Outro dos temas, foi quanto à utilização de máscaras em público, inicialmente desaconselhada pela DGS, mas agora recomendada para espaços públicos fechados depois do Centro Europeu de Prevenção e Controlo das Doenças e da Organização Mundial de Saúde terem agido nesse sentido.
“Temos de ter esta noção que vamos dando informação às pessoas à medida que a vamos sabendo, essa confiança as pessoas têm de ter, de que não estamos a esconder, não lucramos nada em esconder", garantiu a diretora-geral da Saúde. "Para esconder alguma coisa, tínhamos de ter algum ganho e não temos, não há nenhum motivo para esconder nada. Vamos dizendo as coisas à medida que as vamos sabendo e se daí a 15 dias soubermos uma coisa diferente, temos de ter a humildade de dizer que aprendemos alguma coisa e vamos fazer doutra maneira", completou.
A este respeito, a diretora-geral da Saúde abordou os desfasamentos entre os números de casos infetados veiculados pelos municípios e os números apresentados nos boletins diários da DGS. “Se nós às vezes dizemos um número e depois dizemos outro, é porque tivemos a capacidade de o confirmar, ou não, dias depois e este processo leva muito tempo, há muitas pessoas que trabalham desde a meia-noite até à hora a que sai o boletim para ter a certeza que sai o mais próximo possível da realidade", justificou, rematando: “o meu princípio é não dizer coisas que não sei”.

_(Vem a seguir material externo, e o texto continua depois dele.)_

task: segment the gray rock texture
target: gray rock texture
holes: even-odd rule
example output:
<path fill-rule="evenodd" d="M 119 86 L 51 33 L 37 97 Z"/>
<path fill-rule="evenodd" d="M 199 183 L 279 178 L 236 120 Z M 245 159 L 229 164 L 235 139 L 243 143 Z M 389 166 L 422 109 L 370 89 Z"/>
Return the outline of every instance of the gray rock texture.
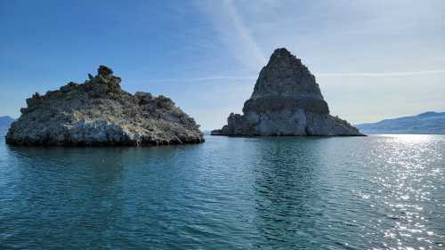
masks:
<path fill-rule="evenodd" d="M 329 115 L 315 77 L 287 49 L 277 49 L 244 103 L 213 135 L 363 135 L 348 122 Z"/>
<path fill-rule="evenodd" d="M 120 87 L 101 66 L 84 84 L 34 94 L 6 134 L 13 145 L 146 146 L 204 141 L 194 119 L 165 96 Z"/>

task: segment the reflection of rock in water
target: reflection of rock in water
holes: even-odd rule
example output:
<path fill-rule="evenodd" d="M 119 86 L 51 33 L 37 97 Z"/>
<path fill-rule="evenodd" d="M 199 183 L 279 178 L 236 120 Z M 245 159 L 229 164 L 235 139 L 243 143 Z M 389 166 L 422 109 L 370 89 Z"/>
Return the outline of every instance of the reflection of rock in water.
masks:
<path fill-rule="evenodd" d="M 302 237 L 316 227 L 320 211 L 318 189 L 322 139 L 267 138 L 256 143 L 255 219 L 262 238 L 272 246 L 311 246 Z M 301 228 L 304 225 L 304 229 Z"/>
<path fill-rule="evenodd" d="M 243 115 L 231 113 L 214 135 L 363 135 L 345 120 L 329 115 L 315 81 L 301 60 L 277 49 L 263 68 Z"/>

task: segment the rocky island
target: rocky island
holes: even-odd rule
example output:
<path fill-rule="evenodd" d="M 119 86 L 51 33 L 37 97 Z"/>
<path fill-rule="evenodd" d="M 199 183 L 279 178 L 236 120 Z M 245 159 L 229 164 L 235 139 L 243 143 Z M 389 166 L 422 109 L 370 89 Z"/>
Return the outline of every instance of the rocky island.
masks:
<path fill-rule="evenodd" d="M 105 66 L 84 84 L 34 94 L 6 134 L 12 145 L 147 146 L 204 141 L 195 120 L 167 97 L 131 94 Z"/>
<path fill-rule="evenodd" d="M 329 115 L 315 77 L 285 48 L 275 50 L 261 70 L 243 115 L 231 113 L 227 125 L 212 134 L 364 135 L 345 120 Z"/>

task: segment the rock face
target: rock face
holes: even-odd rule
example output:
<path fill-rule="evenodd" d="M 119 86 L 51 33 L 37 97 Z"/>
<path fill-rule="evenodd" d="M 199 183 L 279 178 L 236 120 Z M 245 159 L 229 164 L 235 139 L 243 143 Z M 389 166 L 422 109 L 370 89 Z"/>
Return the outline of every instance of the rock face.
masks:
<path fill-rule="evenodd" d="M 213 135 L 363 135 L 329 115 L 315 77 L 287 49 L 277 49 L 263 68 L 243 115 L 231 113 Z"/>
<path fill-rule="evenodd" d="M 165 96 L 120 88 L 121 79 L 101 66 L 84 84 L 36 93 L 11 125 L 13 145 L 145 146 L 204 141 L 194 119 Z"/>

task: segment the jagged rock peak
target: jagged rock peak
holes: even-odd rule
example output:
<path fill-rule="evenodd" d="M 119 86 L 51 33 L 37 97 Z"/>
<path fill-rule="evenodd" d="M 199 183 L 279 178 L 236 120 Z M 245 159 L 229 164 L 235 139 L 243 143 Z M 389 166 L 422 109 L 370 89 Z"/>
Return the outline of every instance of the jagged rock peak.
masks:
<path fill-rule="evenodd" d="M 6 134 L 6 143 L 144 146 L 204 141 L 199 125 L 169 98 L 131 94 L 103 65 L 88 78 L 28 98 Z"/>
<path fill-rule="evenodd" d="M 324 100 L 315 77 L 285 48 L 273 52 L 260 72 L 251 99 L 277 97 Z"/>
<path fill-rule="evenodd" d="M 108 68 L 107 66 L 100 65 L 99 69 L 97 69 L 97 75 L 102 77 L 109 77 L 113 75 L 113 70 Z"/>
<path fill-rule="evenodd" d="M 212 134 L 362 135 L 348 122 L 329 115 L 315 77 L 285 48 L 273 52 L 263 68 L 243 114 L 231 113 Z"/>
<path fill-rule="evenodd" d="M 302 63 L 301 59 L 293 55 L 286 48 L 279 48 L 276 49 L 271 55 L 269 63 L 266 65 L 266 67 L 283 67 L 283 66 L 292 67 L 295 70 L 299 69 L 301 71 L 303 71 L 304 73 L 311 74 L 307 67 Z"/>

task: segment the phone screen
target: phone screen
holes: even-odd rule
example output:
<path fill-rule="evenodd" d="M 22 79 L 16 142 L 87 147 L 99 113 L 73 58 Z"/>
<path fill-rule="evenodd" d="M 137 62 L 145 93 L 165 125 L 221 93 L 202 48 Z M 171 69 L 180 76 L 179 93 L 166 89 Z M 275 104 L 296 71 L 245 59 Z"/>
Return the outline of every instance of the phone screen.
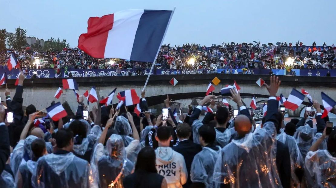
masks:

A exposição pública do seu trabalho, diz, "faz parte do tal pacote que veio com o cargo". "Se me perguntasse há três anos se eu gostaria deste nível de exposição, eu diria que não, mas faz parte", afirmou Graça Freitas, dizendo lidar com a pressão "sabendo que não há outra forma".
"Tento relativizar as coisas, tento colher ensinamentos, não sou hermética ao que se diz”, adiantou a diretora-geral da saúde, garantindo ouvir "críticas que não são fáceis de ouvir”, mas também “muita gente que", sem achar que é "perfeita", diz estar a fazer "um trabalho honesto, feito com verdade”.
A vida de quem gere uma pandemia em Portugal
O quotidiano da diretora-geral da Saúde foi outro dos tópicos abordados, com Graça Freitas a admitir que ainda não teve um dia de folga desde o início da pandemia.
Acordando todos os dias antes das seis da manhã, a responsável diz que a primeira coisa que faz é ler para saber "o que é que aconteceu de relevante durante a noite, quer do que é que se passou nos outros países em relação à doença, se saiu algum artigo novo, se saiu alguma notícia importante nos jornais”.
A necessidade de "ver o que é que aconteceu naquelas horas de descanso” é fruto da “muita preocupação em perceber o que é que aconteceu no mundo, na parte social da vida das pessoas, na parte da epidemia mas também na parte da ciência, as pistas que vamos tendo”, disse Graça Freitas.
Apesar das menções à sua aparente fragilidade física, a diretora-geral da Saúde garantiu que vai continuar a trabalhar. “Ninguém é insubstituível e eu sou uma pessoa que se considera absolutamente normal, mas nesta altura acho que faço falta, nem que seja para pequenas coisas. Enquanto conseguir estar do ponto de vista físico, vou estar”.